The upcoming rule has a five-year history.

In 2016, former California Gov. Jerry Brown signed into law Assembly Bill 1066, which incrementally increases wages for agricultural workers. The problem, sheep and goat ranchers say, is how the law computes work hours.

Mid- to large-scale sheep and goat producers employ herders. Most herders are temporary H-2A foreign guestworkers. Some are from Basque country, a region straddling the Pyrenees along the border separating Spain and France.

Some of the operations are for commercial production of meat, milk and fiber. Others are targeted grazing operations. These animals must be protected and moved to fresh pasture regularly, meaning herders are nomadic.

Producers have long been required to provide herders with food, housing and cell phones.

Because range herders move in concert with their flocks, the state of California has concluded they work 168 hours per week — 24 hours per day, seven days per week. When AB 1066 is applied, herders will be tracked as working long overtime hours, which employers must pay for.

Producers are calling on Gov. Gavin Newsom to make an administrative adjustment. Instead of the 168-hour workweek, employers are asking Newsom to adopt an existing federal standard, defining their workweek at 48 hours.
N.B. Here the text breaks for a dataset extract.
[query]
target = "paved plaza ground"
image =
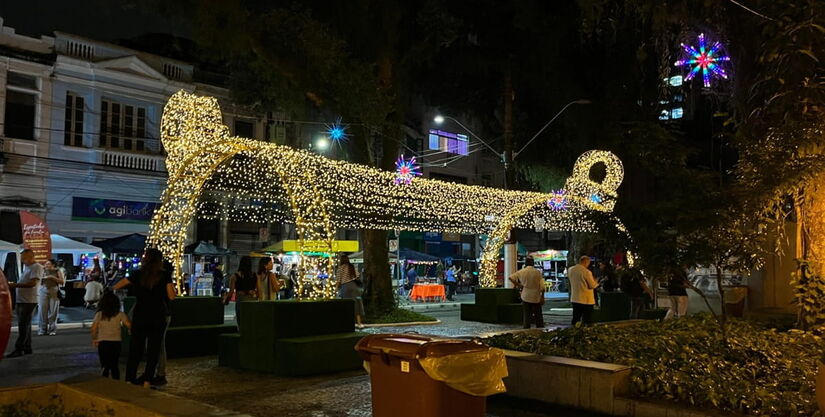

The federal standard, adopted under the Obama administration's Department of Labor, determined herders work 48 hours per week by taking into account the value of free food, lodging and the nature of the work. This federal standard, producers say, is superior to the new state standard.

"We will not make it through if this wage increase goes into effect," said Andree Soares, president of Star Creek Land Stewards, one of the state's largest sheep and goat targeted grazing operations. "January 1st is coming at us like a freight train."

Soares said demand for her services is at an all-time high, with agencies contracting early for targeted grazing before wildfire season. People see the value of her work, Soares said, but don't recognize that if the rule is applied, she may not be able to continue.